Oct. 1, 2009
He practices what he preaches, and he preaches participation. “Get involved. Come to the table and discuss the issues. Bring a solution, not just a problem,” are the verbal banners carried by Dean Bernal, Vice President of Safety and Human Resources with J.D. Abrams L.P. in Austin.
Bernal's involvement in promoting the industry's Best Practices and damage prevention includes being a member of the Associated General Contractor's Safety Committee and a member of the One-Call Board of Texas.
“There are a lot of good ideas out there, and we need to be sharing them with everyone involved in damage prevention.” Bernal added. “The contractor has a valid perspective, and I'm simply trying to represent that viewpoint while, at the same time helping to preserve those practices that we all recognize as important to preventing damages.”
Bernal is quick to pint out that his involvement has caused him to have a greater appreciation for those that own and operate underground facilities. He also feels confident that he has brought to light some issues that confront the contractor.

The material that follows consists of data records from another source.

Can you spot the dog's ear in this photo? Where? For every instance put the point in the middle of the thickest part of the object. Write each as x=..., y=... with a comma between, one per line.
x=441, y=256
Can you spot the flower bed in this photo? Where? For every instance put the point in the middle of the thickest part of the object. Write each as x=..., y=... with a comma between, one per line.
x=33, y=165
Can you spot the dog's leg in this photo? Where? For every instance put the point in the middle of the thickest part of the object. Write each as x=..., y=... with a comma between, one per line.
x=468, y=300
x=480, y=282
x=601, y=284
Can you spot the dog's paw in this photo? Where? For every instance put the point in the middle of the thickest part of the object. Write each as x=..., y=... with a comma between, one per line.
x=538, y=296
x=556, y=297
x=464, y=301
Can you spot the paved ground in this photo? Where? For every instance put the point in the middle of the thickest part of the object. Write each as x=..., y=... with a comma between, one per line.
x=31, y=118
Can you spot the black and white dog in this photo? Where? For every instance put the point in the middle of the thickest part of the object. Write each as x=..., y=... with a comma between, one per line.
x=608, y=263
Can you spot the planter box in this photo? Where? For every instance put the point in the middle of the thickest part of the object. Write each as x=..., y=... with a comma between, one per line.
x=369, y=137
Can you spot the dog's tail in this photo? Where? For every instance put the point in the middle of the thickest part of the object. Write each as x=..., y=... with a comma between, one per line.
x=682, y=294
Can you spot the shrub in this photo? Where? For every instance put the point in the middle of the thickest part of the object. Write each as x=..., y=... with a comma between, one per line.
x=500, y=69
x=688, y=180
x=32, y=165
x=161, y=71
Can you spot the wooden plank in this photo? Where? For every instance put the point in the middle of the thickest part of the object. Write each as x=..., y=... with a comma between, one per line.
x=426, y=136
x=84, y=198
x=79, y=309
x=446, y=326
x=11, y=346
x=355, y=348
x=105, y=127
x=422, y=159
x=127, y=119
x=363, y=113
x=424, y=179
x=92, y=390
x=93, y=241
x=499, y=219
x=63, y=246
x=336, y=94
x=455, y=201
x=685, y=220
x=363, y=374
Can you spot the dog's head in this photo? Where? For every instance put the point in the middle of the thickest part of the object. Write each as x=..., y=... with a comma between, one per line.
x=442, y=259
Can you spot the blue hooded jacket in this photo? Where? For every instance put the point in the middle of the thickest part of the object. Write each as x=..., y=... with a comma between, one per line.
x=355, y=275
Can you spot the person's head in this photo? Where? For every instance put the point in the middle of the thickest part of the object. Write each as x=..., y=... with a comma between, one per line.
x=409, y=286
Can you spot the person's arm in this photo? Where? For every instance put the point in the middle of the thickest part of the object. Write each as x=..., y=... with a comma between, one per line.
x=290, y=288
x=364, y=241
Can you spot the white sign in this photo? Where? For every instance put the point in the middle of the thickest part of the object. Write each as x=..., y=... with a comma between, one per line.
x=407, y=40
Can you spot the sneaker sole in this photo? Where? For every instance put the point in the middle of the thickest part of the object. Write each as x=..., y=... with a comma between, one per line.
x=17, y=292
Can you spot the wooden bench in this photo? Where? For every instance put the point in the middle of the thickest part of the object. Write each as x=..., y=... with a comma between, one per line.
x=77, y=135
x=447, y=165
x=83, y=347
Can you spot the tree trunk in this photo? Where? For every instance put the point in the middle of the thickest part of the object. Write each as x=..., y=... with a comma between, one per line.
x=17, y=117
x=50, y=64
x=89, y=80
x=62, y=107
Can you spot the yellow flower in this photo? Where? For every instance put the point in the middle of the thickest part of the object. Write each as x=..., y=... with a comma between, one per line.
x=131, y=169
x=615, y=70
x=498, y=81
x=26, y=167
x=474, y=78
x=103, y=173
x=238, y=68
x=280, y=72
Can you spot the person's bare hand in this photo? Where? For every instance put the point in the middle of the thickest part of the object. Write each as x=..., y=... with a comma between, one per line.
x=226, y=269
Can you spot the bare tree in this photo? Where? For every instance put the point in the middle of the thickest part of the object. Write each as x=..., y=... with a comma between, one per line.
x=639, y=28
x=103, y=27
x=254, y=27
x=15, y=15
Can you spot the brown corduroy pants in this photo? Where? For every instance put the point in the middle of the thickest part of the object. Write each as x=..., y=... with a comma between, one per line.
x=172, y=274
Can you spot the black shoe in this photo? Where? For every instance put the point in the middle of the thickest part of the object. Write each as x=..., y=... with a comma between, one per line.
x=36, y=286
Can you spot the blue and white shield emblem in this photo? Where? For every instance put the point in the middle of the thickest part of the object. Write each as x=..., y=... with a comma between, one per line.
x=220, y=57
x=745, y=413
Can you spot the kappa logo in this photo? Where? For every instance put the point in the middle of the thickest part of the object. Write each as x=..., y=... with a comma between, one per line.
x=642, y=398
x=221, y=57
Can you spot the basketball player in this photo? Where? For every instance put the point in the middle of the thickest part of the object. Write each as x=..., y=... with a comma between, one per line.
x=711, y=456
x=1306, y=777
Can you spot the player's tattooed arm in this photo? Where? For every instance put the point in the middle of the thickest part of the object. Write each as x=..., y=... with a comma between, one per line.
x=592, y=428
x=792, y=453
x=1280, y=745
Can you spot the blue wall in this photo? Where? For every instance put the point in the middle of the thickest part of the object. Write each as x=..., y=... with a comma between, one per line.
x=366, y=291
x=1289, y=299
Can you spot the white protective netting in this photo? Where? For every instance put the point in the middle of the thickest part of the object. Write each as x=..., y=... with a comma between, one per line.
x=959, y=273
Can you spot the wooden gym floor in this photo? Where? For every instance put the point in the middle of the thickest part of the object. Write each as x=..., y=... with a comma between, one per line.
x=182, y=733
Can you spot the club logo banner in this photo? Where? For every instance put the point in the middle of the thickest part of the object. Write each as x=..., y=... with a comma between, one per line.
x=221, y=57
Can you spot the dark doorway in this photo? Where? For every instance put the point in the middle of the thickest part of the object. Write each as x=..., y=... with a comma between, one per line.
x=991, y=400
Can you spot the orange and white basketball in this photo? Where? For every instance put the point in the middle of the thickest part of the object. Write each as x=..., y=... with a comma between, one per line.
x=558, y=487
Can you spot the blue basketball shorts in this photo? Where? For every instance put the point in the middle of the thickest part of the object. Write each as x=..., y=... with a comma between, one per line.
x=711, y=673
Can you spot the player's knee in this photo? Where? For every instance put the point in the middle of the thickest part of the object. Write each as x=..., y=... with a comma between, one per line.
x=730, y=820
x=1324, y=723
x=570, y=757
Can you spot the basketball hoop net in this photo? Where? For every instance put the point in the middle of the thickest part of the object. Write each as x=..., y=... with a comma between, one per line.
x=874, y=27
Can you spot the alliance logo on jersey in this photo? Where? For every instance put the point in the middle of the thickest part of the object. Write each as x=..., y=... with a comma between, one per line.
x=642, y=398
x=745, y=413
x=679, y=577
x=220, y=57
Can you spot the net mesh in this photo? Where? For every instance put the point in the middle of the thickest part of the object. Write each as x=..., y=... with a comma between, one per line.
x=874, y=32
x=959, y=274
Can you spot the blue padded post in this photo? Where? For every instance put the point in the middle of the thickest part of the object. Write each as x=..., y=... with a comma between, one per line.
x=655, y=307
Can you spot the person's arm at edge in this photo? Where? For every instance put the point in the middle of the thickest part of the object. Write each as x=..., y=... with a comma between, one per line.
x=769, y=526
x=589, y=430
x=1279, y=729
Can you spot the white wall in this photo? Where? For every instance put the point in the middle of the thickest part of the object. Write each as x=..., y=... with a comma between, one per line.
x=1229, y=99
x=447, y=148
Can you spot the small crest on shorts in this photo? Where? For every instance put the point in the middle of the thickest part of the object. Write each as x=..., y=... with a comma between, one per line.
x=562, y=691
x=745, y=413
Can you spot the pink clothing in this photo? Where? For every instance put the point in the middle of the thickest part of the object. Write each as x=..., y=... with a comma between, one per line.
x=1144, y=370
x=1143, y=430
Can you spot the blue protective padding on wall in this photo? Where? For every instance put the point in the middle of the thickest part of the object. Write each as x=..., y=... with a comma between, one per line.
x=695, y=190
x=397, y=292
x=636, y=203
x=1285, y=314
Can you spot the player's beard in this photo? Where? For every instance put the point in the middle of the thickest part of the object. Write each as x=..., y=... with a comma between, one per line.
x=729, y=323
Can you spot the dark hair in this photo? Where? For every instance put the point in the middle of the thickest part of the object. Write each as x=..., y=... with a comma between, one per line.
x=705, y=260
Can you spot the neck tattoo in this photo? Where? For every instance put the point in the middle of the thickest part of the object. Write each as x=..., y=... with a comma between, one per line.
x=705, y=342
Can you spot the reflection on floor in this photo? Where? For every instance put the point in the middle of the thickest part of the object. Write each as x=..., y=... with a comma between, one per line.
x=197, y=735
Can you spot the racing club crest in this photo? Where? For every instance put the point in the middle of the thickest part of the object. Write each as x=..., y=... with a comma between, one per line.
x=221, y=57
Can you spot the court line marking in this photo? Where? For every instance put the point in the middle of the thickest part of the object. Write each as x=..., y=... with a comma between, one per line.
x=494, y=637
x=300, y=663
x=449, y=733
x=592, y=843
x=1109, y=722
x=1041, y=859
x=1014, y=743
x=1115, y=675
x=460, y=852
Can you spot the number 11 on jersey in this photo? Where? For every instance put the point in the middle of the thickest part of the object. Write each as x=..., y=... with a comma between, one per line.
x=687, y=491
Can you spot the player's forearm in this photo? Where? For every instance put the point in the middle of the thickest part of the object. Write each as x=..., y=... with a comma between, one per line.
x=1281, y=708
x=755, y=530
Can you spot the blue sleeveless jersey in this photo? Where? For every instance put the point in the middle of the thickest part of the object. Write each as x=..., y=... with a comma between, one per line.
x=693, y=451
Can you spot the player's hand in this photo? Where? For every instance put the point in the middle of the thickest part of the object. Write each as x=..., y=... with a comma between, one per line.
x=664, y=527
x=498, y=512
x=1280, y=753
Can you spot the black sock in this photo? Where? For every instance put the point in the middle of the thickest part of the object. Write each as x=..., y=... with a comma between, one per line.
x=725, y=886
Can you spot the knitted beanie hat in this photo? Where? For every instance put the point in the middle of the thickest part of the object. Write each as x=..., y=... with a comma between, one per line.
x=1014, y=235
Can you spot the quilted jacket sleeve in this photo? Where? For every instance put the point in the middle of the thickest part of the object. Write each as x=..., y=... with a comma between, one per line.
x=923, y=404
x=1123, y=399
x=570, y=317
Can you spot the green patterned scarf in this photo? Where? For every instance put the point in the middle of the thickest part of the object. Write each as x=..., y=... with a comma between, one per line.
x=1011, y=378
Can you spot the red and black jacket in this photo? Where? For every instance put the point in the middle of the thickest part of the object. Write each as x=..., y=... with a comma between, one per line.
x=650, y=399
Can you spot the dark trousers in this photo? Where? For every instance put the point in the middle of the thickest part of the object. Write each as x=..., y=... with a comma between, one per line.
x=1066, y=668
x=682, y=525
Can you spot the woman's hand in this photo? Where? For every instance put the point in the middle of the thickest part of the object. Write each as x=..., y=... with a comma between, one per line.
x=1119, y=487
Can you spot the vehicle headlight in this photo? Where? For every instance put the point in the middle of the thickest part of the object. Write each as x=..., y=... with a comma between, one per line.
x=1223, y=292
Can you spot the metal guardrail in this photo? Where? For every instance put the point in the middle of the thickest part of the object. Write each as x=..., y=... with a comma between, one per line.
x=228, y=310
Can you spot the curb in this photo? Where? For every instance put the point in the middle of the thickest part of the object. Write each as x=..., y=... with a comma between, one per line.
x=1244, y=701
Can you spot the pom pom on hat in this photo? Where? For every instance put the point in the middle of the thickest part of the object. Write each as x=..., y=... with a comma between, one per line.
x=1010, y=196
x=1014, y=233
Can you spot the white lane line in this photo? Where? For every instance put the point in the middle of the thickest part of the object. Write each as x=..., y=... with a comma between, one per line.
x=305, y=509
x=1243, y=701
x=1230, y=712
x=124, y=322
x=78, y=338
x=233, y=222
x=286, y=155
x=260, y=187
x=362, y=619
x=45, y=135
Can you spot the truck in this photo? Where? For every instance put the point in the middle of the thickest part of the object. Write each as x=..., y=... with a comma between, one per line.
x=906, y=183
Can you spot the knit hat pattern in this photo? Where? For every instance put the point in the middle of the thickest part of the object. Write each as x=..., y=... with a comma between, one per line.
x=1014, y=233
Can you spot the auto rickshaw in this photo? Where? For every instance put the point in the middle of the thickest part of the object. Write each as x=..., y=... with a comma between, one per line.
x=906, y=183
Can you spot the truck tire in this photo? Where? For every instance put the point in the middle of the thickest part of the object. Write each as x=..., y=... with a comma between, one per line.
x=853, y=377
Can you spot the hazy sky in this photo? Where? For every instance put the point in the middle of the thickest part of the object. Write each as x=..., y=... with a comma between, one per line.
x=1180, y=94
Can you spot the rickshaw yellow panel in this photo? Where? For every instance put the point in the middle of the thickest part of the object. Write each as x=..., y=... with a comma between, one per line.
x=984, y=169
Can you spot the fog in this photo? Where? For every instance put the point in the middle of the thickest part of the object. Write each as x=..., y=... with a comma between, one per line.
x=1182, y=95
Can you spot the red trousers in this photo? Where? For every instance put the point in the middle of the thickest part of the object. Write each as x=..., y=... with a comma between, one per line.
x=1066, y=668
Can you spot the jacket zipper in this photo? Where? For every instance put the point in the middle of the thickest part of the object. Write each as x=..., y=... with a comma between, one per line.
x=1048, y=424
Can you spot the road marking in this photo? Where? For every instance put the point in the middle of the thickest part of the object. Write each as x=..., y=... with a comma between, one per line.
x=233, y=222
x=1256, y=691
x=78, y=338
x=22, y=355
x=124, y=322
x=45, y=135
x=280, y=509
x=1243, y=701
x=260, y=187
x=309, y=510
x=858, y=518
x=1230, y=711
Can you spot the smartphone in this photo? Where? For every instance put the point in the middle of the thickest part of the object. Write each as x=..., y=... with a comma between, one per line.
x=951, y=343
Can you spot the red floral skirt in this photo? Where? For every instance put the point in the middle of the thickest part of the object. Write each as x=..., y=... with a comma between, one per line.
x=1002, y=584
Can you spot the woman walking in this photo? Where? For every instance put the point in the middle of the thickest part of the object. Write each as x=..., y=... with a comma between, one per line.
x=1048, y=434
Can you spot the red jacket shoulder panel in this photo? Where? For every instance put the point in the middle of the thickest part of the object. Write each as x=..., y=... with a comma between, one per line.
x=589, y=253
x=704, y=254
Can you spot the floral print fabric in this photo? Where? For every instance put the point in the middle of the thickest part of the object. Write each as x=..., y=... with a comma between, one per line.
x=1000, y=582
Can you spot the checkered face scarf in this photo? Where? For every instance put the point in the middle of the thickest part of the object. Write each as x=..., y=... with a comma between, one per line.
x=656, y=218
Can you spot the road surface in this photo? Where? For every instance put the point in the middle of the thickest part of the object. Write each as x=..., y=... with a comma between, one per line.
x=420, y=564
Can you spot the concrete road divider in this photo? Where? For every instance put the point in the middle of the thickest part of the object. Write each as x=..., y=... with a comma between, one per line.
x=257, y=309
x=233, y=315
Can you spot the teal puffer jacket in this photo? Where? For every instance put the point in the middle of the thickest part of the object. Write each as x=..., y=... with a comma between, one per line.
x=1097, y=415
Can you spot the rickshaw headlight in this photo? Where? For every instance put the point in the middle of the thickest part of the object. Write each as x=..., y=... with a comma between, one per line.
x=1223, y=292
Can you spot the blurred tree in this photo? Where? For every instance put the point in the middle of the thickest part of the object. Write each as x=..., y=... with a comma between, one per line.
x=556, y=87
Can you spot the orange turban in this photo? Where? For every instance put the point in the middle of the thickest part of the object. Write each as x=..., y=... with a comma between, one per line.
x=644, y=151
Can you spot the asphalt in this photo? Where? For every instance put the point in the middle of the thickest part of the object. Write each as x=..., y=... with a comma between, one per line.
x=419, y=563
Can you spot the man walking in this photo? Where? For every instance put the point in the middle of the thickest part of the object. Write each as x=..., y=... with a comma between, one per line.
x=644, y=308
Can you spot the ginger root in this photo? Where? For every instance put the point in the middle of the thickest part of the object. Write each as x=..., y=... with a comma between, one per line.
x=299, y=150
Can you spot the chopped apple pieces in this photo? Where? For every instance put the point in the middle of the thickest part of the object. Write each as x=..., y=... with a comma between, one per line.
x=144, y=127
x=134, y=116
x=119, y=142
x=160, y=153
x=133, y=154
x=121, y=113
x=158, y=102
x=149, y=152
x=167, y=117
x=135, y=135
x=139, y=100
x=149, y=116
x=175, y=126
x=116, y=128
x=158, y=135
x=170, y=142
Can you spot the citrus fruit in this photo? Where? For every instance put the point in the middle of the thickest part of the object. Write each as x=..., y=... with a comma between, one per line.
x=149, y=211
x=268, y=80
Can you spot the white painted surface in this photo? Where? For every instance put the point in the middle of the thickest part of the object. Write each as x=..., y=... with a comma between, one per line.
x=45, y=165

“When I was appointed to the One-Call board, I said, “Hey! Where's the equality of this? There is only one contractor on the board, but there are four utility representatives,” said Bernal. “I came ready to fight, but I learned to appreciate their viewpoint, especially on the difficult issues.” Bernal says that while the “us versus them” attitude is still prevalent in the minds of some, many are finding answers to difficult questions because they decided that they wanted to be part of the solution, rather than continuing to be a part of the problem.
One issue that Bernal feels very strongly about is membership in the one-call system. “Contractors need all the help they can get out there. We don't want to damage facilities. It doesn't matter if it is our fault or not; its downtime, and it costs us, “said Bernal. “Help me to understand that membership is not important and that protecting buried facilities is only my responsibility. I don't think you can.”
Bernal would also like to see more industry involvement in the design process. He knows that if there are conflicts with buried facilities, that it is usually less expensive for the engineers to change the construction route before handing it off to the contractor. “Once again,” said Bernal, “when we're on the job, we're moving a lot of dirt. If we can stay away from their lines, we'll be better off, and they'll be better off.”
Because the majority of professional excavators are small business owners, Bernal believes that they should be encouraged to be a part of the process for change, rather than a target for change. But what do you say to them if they say, “I don't have the time?” Bernal will tell them, “You better find the time because in the end, you'll be spending it one way or another. Why not spend it while you can make a difference.”
J.D. Abrams, Inc. began operation in El Paso, Texas in 1966 in November 2000, the company became J.D. Abrams, L.P. Today they are headquartered in Austin, Texas. Abrams is a full service, heavy civil contractor, specializing in public works infrastructure projects.